T+1 can be realized in three and one-half years of elapsed time. Assuming a start in the fourth quarter of 2000, T+1 could be realized by June 2004. While all industry participants must take action to start implementation of the building blocks there are three steps that the industry must take immediately: assure the participation of asset managers and other buy-side firms, enable development of new matching utilities and begin the rewrite of the DTCC’s continuous net settlement process.
T+1 Vision
T+1 aligns the efficiency of the clearing and settlement process with the efficiency and effectiveness customers have come to expect from the front-end of the trade process. T+1 delivers this efficiency while preserving the benefits of netting. Four key features characterize the T+1 environment:
Seamless communication among parties. T+1 will enable trade participants, exchanges, DTCC and industry infrastructure providers to communicate electronically. Multiple service providers will be linked in a seamless and cost effective manner. The industry will adopt interoperability guidelines that will direct the commercial, operational and legal relationships between service providers.
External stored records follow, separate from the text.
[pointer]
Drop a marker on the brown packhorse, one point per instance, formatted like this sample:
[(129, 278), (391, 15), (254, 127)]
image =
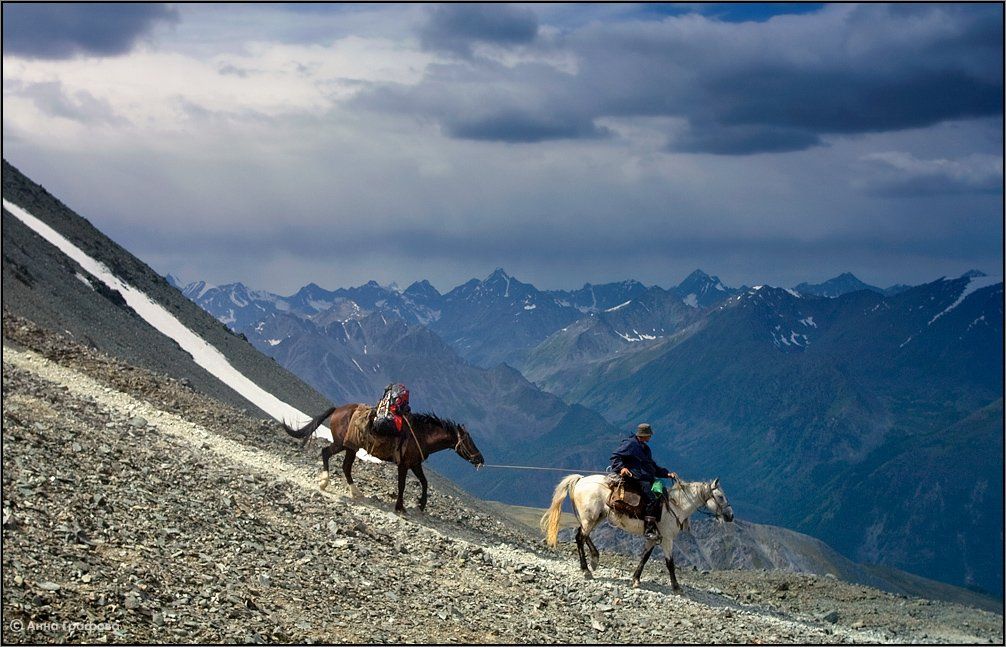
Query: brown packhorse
[(424, 434)]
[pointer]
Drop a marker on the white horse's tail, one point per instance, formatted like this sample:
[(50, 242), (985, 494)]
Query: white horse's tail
[(550, 519)]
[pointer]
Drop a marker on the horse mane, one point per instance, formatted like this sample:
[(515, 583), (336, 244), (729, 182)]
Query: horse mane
[(431, 419)]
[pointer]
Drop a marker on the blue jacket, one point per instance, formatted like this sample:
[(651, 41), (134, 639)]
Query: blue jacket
[(636, 456)]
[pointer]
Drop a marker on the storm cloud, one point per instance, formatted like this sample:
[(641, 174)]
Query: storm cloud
[(280, 144), (743, 88), (457, 27), (63, 30)]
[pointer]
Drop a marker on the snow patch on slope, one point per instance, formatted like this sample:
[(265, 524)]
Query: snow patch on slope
[(153, 313)]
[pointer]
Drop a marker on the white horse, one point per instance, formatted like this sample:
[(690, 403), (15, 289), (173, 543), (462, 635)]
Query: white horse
[(590, 504)]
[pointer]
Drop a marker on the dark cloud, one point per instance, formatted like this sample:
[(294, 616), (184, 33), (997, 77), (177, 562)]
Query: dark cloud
[(741, 140), (511, 111), (741, 88), (64, 30), (456, 27), (898, 174), (515, 126)]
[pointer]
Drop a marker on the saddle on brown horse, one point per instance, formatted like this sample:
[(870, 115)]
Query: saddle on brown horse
[(361, 433)]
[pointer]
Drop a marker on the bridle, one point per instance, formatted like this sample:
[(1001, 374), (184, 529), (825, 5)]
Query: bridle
[(460, 445), (720, 512)]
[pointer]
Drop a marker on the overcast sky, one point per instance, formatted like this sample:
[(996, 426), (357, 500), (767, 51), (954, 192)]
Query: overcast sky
[(283, 144)]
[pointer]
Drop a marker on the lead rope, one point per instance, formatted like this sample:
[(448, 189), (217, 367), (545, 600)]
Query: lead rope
[(544, 469)]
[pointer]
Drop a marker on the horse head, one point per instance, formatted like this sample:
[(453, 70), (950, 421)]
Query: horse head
[(466, 448), (716, 502)]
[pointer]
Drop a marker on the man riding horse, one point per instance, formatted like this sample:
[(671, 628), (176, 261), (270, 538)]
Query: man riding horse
[(633, 460)]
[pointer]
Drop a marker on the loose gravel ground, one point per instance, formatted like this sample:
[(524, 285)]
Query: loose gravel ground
[(137, 510)]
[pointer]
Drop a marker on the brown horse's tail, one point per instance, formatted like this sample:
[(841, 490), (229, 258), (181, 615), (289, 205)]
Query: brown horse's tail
[(550, 519), (306, 431)]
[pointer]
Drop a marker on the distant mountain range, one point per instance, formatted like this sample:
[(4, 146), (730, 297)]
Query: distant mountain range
[(844, 284), (871, 421), (819, 407)]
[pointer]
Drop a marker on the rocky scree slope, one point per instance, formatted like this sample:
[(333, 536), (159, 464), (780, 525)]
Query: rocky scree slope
[(133, 501)]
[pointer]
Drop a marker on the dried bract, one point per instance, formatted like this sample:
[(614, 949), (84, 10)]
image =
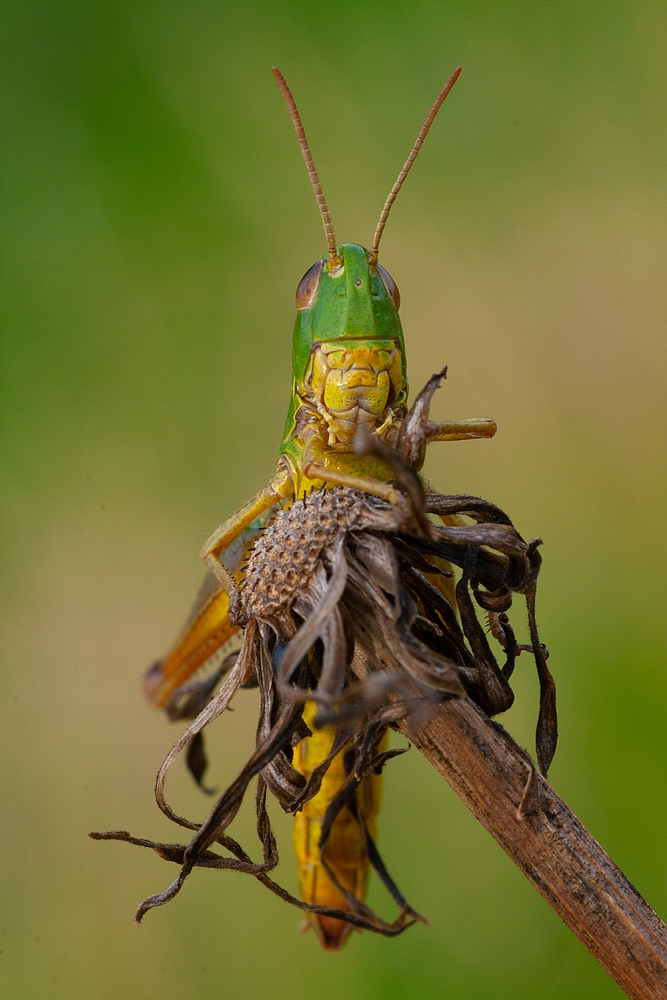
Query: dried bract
[(349, 607)]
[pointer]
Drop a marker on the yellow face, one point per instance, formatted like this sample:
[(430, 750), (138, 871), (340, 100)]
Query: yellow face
[(357, 382)]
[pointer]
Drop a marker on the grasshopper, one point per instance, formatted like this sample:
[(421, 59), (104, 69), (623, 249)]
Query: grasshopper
[(349, 378)]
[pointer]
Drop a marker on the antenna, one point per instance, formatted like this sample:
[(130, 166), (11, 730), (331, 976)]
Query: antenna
[(310, 166), (373, 256)]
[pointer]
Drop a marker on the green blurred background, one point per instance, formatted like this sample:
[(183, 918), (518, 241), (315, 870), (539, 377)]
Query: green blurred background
[(157, 218)]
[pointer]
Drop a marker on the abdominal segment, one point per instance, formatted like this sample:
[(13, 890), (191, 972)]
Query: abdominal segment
[(345, 852)]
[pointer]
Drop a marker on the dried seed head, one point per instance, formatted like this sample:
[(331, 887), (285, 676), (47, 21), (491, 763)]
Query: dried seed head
[(284, 558)]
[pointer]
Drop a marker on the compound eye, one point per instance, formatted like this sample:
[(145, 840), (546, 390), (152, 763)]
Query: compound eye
[(307, 290), (392, 290)]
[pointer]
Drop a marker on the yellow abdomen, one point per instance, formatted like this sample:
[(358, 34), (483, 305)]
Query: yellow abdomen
[(345, 851)]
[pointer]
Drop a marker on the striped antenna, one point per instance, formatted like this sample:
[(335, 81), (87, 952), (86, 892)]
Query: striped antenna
[(310, 166), (373, 256)]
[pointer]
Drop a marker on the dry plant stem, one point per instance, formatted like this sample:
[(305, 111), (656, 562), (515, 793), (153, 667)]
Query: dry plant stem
[(498, 783)]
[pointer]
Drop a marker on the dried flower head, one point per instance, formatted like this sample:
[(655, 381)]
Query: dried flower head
[(352, 621)]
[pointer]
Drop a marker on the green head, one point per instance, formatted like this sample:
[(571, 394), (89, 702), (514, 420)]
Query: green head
[(344, 301), (348, 350)]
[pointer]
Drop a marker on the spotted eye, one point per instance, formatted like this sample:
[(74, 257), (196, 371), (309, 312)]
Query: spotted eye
[(392, 290), (307, 290)]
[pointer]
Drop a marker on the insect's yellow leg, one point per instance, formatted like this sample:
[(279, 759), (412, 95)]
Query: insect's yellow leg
[(461, 430), (207, 631), (345, 852), (278, 489)]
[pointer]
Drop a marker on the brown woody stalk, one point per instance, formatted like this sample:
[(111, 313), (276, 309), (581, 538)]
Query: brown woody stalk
[(498, 783)]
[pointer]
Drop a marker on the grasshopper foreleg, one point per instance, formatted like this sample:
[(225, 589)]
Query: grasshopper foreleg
[(280, 488)]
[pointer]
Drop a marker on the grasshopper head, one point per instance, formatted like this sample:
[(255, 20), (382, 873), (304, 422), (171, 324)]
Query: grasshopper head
[(344, 301)]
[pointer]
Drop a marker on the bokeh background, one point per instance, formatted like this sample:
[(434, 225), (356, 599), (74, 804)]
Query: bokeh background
[(157, 218)]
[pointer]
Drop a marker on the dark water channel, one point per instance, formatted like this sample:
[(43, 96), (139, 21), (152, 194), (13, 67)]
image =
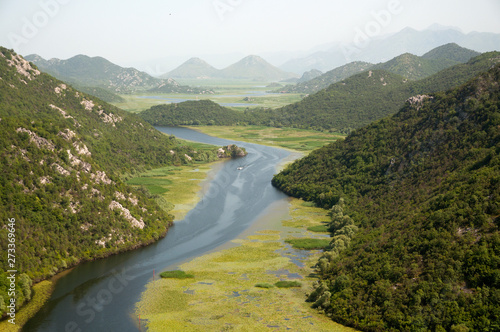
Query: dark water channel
[(101, 295)]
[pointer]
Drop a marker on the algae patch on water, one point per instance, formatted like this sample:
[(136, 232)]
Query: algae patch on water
[(236, 288)]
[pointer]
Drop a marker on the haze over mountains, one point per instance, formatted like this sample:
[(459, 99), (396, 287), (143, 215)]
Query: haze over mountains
[(85, 71), (410, 66), (252, 67), (383, 48)]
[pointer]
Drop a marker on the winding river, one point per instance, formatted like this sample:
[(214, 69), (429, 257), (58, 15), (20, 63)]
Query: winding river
[(101, 295)]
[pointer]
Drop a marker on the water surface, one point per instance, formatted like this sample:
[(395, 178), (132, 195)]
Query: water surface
[(101, 295)]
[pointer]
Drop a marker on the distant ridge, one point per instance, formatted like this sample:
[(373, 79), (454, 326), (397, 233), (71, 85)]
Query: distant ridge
[(85, 71), (252, 68), (407, 65), (194, 68), (407, 40)]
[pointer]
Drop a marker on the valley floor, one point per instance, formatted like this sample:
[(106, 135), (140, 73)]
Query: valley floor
[(223, 293)]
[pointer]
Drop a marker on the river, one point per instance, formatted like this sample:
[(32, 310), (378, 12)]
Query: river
[(101, 295)]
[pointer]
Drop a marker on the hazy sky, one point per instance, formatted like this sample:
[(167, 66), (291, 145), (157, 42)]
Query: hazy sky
[(129, 32)]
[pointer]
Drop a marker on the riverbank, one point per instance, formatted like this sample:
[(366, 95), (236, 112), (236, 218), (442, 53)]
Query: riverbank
[(183, 188), (223, 294), (291, 139)]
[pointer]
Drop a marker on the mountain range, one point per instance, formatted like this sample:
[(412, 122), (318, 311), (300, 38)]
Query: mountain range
[(383, 48), (252, 67), (64, 156), (341, 107), (97, 72), (407, 65)]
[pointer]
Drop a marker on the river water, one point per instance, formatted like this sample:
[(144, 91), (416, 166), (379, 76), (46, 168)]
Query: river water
[(101, 295)]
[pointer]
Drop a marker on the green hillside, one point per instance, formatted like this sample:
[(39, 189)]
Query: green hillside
[(323, 81), (82, 70), (344, 106), (194, 68), (451, 52), (414, 67), (407, 65), (62, 157), (363, 98), (415, 215)]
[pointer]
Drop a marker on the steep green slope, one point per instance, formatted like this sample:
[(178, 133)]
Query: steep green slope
[(414, 67), (415, 217), (61, 156)]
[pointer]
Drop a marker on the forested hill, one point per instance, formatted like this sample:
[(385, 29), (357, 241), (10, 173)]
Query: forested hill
[(61, 154), (371, 95), (415, 216), (407, 65), (85, 71), (350, 104)]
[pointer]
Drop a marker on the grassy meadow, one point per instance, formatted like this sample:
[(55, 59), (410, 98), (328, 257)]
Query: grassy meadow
[(259, 284), (243, 94), (288, 138)]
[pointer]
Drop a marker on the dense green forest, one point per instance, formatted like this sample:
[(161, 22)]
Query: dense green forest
[(63, 155), (415, 215), (342, 107)]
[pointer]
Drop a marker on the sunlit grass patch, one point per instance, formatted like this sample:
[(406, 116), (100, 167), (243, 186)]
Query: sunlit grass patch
[(177, 274), (235, 288), (287, 284), (308, 244), (264, 285), (264, 237), (318, 229), (288, 138)]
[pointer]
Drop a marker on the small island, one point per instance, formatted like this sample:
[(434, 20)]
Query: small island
[(231, 151)]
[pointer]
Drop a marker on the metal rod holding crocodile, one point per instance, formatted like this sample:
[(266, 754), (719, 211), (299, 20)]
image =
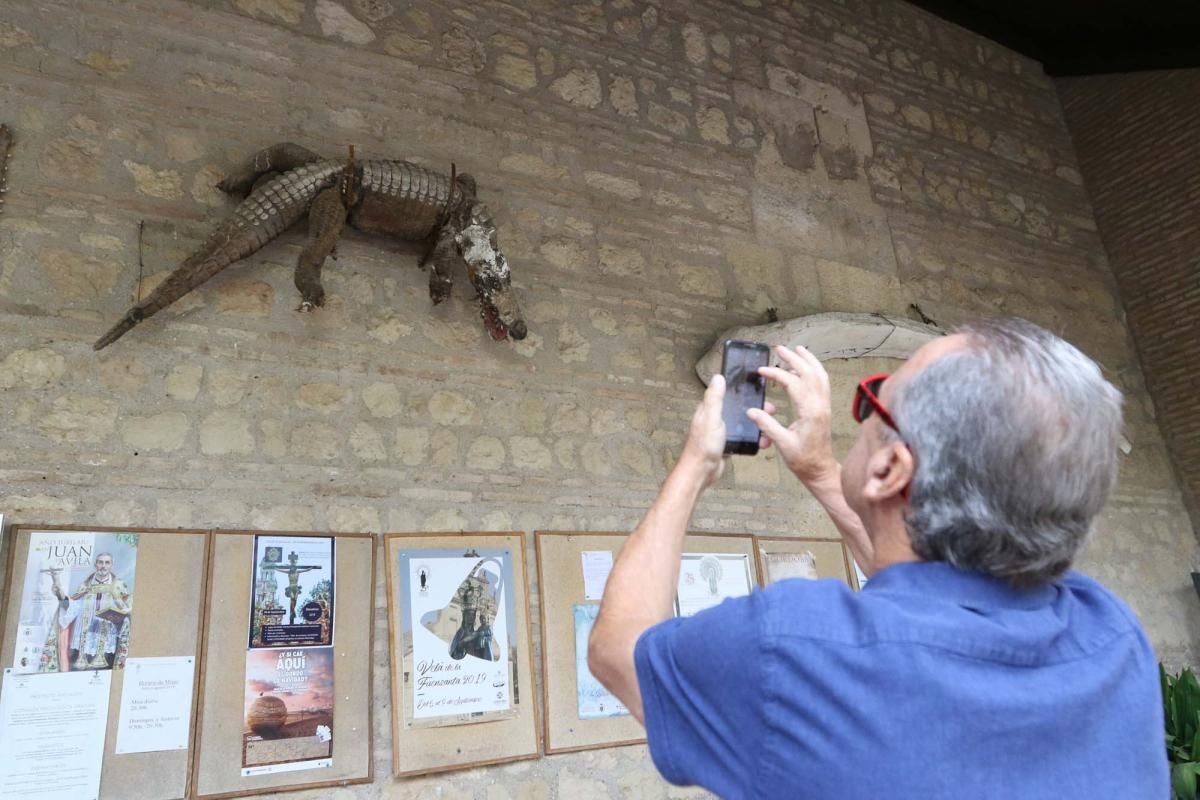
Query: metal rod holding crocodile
[(285, 182), (5, 148)]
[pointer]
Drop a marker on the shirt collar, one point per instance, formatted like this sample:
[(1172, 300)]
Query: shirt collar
[(966, 588)]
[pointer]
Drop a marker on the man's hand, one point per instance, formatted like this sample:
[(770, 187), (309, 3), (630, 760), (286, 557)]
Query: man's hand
[(705, 449), (807, 444)]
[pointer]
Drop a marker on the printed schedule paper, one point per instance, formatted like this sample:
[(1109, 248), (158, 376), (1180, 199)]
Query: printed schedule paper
[(156, 704), (597, 566), (52, 734)]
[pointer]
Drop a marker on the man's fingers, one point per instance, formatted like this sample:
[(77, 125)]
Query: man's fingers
[(792, 359), (783, 377), (813, 367)]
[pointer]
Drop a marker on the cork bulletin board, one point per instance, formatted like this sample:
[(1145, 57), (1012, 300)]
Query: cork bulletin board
[(827, 558), (562, 587), (431, 744), (222, 708), (168, 584)]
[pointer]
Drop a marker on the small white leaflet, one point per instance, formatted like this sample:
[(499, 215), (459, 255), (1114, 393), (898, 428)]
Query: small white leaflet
[(53, 725), (597, 566), (156, 704)]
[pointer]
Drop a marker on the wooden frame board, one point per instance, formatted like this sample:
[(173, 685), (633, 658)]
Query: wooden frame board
[(171, 579), (561, 584), (217, 764), (426, 750), (832, 558)]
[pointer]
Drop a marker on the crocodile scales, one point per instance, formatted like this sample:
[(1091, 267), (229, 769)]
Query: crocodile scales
[(285, 182)]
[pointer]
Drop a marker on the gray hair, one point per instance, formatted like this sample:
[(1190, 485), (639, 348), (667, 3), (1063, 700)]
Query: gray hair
[(1015, 440)]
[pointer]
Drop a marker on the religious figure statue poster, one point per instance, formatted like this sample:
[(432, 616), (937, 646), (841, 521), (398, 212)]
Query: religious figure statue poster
[(289, 710), (459, 625), (292, 599), (77, 603)]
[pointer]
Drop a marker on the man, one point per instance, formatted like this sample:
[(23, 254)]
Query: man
[(96, 614), (973, 665)]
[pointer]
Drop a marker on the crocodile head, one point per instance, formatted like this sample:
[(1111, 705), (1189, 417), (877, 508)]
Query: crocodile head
[(489, 271)]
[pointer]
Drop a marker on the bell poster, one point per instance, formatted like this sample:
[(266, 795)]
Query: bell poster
[(460, 620), (77, 603)]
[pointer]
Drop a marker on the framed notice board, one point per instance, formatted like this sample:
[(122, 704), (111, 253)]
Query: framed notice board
[(112, 602), (461, 651), (286, 680), (571, 569), (792, 557)]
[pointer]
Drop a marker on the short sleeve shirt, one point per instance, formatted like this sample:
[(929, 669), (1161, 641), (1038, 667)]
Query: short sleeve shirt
[(930, 683)]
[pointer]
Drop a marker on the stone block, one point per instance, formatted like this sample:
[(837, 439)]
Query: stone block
[(165, 432), (226, 433), (579, 88), (31, 368)]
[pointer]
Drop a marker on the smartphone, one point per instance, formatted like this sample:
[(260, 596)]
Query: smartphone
[(744, 389)]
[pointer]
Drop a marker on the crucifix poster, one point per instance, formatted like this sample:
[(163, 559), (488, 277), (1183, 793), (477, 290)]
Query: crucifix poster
[(77, 602), (292, 597), (460, 635)]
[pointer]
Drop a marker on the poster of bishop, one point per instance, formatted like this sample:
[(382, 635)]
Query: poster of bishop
[(77, 602), (459, 614), (292, 600)]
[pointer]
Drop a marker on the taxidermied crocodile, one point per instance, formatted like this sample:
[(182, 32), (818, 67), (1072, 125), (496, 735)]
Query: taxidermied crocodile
[(5, 146), (285, 182)]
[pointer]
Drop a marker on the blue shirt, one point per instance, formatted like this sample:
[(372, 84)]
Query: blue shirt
[(931, 683)]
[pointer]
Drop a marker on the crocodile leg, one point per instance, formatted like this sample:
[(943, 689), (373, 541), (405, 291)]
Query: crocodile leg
[(327, 218), (277, 158), (441, 257)]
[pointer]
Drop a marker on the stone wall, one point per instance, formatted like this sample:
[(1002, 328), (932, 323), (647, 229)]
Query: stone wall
[(1138, 138), (660, 172)]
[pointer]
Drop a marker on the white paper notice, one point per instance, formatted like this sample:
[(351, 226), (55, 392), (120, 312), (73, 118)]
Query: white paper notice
[(156, 704), (52, 734), (708, 578), (597, 566)]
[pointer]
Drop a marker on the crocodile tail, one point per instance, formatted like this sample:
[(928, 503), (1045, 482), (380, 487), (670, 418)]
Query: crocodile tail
[(198, 268), (261, 217)]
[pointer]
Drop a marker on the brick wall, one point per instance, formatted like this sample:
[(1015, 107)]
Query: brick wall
[(1138, 138), (660, 172)]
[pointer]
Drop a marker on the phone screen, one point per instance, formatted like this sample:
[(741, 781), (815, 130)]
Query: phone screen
[(744, 389)]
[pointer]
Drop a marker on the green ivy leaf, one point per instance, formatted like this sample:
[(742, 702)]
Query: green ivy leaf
[(1183, 781)]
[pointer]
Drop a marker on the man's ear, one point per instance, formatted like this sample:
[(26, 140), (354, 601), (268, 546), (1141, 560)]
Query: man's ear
[(889, 470)]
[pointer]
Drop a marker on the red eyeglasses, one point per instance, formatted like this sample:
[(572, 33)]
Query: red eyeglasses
[(867, 401)]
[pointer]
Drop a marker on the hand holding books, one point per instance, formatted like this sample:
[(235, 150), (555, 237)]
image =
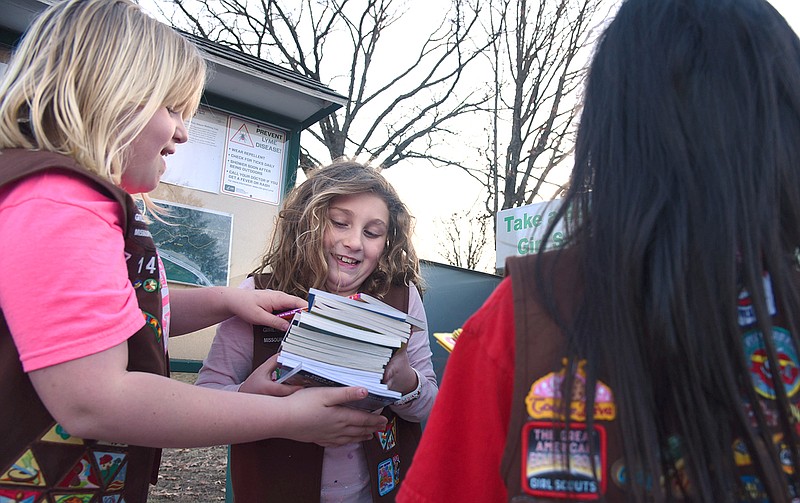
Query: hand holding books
[(341, 341)]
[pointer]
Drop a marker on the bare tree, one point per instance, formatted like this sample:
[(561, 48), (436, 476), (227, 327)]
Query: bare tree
[(538, 68), (399, 108), (464, 239)]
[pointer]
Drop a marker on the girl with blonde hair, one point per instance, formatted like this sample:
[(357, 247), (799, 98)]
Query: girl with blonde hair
[(93, 101), (344, 230)]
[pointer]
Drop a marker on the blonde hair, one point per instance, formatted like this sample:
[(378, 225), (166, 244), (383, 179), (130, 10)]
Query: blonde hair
[(296, 257), (87, 78)]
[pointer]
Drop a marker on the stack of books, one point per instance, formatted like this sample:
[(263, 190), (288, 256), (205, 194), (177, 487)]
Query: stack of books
[(345, 341), (447, 339)]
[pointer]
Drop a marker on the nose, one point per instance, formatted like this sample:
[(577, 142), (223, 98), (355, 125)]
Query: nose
[(181, 135), (352, 239)]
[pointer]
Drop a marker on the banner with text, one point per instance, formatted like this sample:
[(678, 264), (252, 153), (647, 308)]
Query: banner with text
[(253, 164), (520, 230)]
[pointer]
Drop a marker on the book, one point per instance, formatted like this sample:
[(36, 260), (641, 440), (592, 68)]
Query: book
[(294, 371), (344, 341), (447, 339), (368, 303)]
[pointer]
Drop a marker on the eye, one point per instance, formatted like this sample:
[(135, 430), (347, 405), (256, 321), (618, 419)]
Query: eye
[(373, 234)]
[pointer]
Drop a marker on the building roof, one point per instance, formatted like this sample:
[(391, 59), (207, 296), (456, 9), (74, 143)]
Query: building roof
[(233, 75)]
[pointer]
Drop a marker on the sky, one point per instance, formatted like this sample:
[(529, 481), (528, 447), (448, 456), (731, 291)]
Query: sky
[(433, 194)]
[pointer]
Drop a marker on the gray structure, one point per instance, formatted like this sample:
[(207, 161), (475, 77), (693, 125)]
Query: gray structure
[(451, 295)]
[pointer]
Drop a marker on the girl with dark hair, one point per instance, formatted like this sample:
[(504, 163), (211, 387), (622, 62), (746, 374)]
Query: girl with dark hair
[(655, 358)]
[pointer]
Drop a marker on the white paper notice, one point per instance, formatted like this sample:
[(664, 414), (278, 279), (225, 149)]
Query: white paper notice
[(253, 163), (197, 164)]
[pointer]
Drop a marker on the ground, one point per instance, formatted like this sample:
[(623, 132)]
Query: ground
[(190, 475)]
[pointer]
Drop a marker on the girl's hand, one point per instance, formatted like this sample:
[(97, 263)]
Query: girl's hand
[(398, 374), (257, 306), (318, 417), (261, 381)]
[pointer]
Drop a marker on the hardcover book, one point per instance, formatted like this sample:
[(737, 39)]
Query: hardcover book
[(344, 341)]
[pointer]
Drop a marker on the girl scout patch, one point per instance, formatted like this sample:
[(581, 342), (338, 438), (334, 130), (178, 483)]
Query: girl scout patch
[(388, 475), (788, 365), (387, 436), (746, 311), (563, 463), (544, 398)]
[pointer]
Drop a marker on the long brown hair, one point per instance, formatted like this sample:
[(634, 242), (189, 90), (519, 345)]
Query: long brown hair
[(295, 256), (685, 192)]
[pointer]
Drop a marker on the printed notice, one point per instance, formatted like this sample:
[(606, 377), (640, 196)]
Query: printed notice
[(198, 163), (253, 163)]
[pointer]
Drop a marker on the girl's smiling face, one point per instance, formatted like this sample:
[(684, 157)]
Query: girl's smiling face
[(354, 240), (158, 139)]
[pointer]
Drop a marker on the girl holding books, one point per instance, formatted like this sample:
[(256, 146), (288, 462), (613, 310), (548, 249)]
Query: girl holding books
[(344, 230), (93, 100)]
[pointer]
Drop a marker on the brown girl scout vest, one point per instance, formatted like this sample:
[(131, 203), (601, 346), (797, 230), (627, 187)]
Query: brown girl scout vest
[(532, 464), (39, 461), (277, 470)]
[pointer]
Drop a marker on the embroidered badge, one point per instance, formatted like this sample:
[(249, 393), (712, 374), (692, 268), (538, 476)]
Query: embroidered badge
[(396, 463), (154, 324), (740, 455), (788, 366), (72, 498), (109, 463), (558, 463), (81, 476), (753, 489), (25, 471), (745, 309), (150, 285), (619, 475), (19, 496), (118, 483), (387, 436), (57, 434), (544, 398), (387, 478)]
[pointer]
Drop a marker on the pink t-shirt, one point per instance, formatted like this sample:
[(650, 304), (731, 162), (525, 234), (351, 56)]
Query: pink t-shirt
[(65, 291)]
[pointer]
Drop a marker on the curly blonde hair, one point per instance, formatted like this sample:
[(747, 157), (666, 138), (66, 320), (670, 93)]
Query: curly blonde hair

These guidelines will include standard codes of practice and standard communication protocols.
Significant real-time processing, less batch processing. T+1 requires all parties to streamline and implement significant real-time or near-real-time processing to meet the compressed settlement timeframe. Industry utilities will create a “onestop shop” for matching and transaction consolidation. Firms will reduce their reliance on manual processes. The utilities will offer value-added services that firms can leverage.
Virtual, not physical, processing. For retail firms, the use of checks and physical securities will be greatly reduced.
Concurrent, not sequential, exchange of information. Many of the steps in the transaction processing cycle will occur simultaneously rather than sequentially.